At Apple’s WWDC this year, there was a small feature that attracted a lot of attention, indicating a new era for iPhone photography. Amid all the flashy AI improvements outlined at WWDC, Apple introduced an ‘edit’ feature within a photo editor that appears to be brazenly lifting some ideas from Android (the LEGO-coded Google’s Magic Eraser comes to mind). Goodbye, iPhone PhotoKit; hello photo-editing gold rush.
There were so many announcements during Apple’s WWDC presentation that it is hard to keep up, though one of the most important is the new photo editor. The editing tool is designed to fit easily into the Photos app, so when you take a photo of someone getting out of the way, to take the picture of your family holiday at the beach house, it can magically erase them. Apple’s tool is apparently a direct answer to Google’s Magic Eraser tool but it is better integrated in the user’s workflow.
It’s like waving a magic wand at your photos Previously available only in pro-photo apps such as Photoshop, this kind of feature is now being made available to the masses. Using AI technologies, the tool figures out what’s not wanted in the photo – a person in a photo gallery, or a power line against a sunset – and swaps those pixels out for something more interesting.
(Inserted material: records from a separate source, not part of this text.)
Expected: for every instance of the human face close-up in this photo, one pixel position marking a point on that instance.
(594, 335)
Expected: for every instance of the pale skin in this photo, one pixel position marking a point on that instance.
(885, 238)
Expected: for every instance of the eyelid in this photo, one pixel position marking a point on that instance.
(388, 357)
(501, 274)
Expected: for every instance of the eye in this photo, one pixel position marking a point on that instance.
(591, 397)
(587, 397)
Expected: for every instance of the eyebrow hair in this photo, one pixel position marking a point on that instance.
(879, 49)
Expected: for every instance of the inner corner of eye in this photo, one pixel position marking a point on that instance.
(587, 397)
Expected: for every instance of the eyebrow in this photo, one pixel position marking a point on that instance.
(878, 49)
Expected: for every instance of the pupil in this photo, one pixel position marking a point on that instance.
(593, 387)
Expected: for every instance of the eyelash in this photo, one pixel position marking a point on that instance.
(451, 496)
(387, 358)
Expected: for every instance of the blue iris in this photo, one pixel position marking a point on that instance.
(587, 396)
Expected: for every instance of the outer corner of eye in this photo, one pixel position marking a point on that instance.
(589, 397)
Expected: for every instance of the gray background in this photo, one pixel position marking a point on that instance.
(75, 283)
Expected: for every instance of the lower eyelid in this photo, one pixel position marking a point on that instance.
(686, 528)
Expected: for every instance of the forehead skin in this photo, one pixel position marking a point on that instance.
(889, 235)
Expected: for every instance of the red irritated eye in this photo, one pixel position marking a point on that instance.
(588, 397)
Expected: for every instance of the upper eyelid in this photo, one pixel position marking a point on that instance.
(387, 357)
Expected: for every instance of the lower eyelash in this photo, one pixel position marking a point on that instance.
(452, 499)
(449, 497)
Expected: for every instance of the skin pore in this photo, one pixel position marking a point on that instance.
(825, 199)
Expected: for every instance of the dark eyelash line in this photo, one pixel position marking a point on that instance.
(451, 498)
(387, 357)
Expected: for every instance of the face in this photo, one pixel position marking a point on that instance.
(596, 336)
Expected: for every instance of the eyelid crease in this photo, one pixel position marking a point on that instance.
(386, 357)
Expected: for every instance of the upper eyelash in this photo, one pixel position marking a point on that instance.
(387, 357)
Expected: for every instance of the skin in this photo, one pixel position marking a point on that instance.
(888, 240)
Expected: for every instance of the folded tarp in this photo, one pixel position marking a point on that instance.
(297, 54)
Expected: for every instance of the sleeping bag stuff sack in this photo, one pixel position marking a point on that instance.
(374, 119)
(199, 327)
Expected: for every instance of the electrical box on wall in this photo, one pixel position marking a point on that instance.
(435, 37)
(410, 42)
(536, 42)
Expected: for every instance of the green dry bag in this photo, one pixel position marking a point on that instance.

The content in the picture is then filled in with pixels that more closely match those around them, just like with Photoshop’s Content Aware Fill, but far more easily accessible to the typical photo editor. While features like this have generally been more hit-or-miss than useful, especially with complex backgrounds, Apple promises that this will be a tool that users will want to try.
By making the AI-powered version of Apple’s photo editor available from the start on almost all Apple devices, the company is signalling a direction for AI usage in everyday life. Just as Siri and Apple Maps were rolled out on multiple devices over the years, the announcement that this new feature initially comes only to the iPhone 15 Pro series, as well as on iPads and Macs with chips that are at least the M1 demonstrates that the feature will come to almost all other future Apple devices.
The fact that Apple is taking the same slow burn approach with its new photo editor as it does with all its products is well known by now: release only when the product is ready, and when it’s not just good, but great. With Apple setting the bar so high with its slogan, ‘Amazing. Is this how it was supposed to be?’, its foray into AI is sure to raise the bar on what good photo editing should be. People will be comparing all rivals’ AI photo editors with what Apple delivers, just as we do now with its benchmarks on elegance and speed of photo organisation and editing.
Its arrival will be a huge help to iPhoneographers, who will no longer be limited to removing an unflattering photobomber or banishing some unsightly debris from an otherwise perfect shot. Deleting people or things from images is often a clumsy affair, involving the labour-intensive ballet of cropping, copying and pasting, and rubbing out the remnants in Photoshop. But Apple claims its upcoming tool will let users easily delete and re-insert bits from the photos – and make the process as natural as applying a filter.
And at this exact moment, as Apple ushers in this new era of photography, this very company seems like it’s still working hard to see so much further. So hard to create new technology that actually matters to our lives. The intelligent photo editor is just the beginning.
Apple Inc is, at heart, an innovation-driven enterprise that creates and designs superior products which integrate the form and functionality of technology into our lives. The company has a history of innovation from its founding years and remains a technologically innovative leader in the electronic products landscape. From the Macintosh in the mid-1980s through the iPhone and iPad – and now the iPhone 6 and 6 Plus – it has stayed true to its ethos of creating products that are not just tools, but tools designed to function as a seamless extension of the self. This latest cycle in photography history is another example of Apple’s technological democratisation efforts – bringing to mass market powerful technology – while confirming its stature as a technological culture leader.
To summarise, it’s clear from Apple’s AI-powered photo editor demo at WWDC that the company is setting its sights further ahead, and is committed to enhancing the user experience by combining complex technology with intuitively usable design. Apple is refusing to simply meet user expectations; it’s raising them by demonstrating what our devices can do to improve our lives. It also seems clear that Apple will continue to innovate when it comes to the evolution of personal technology.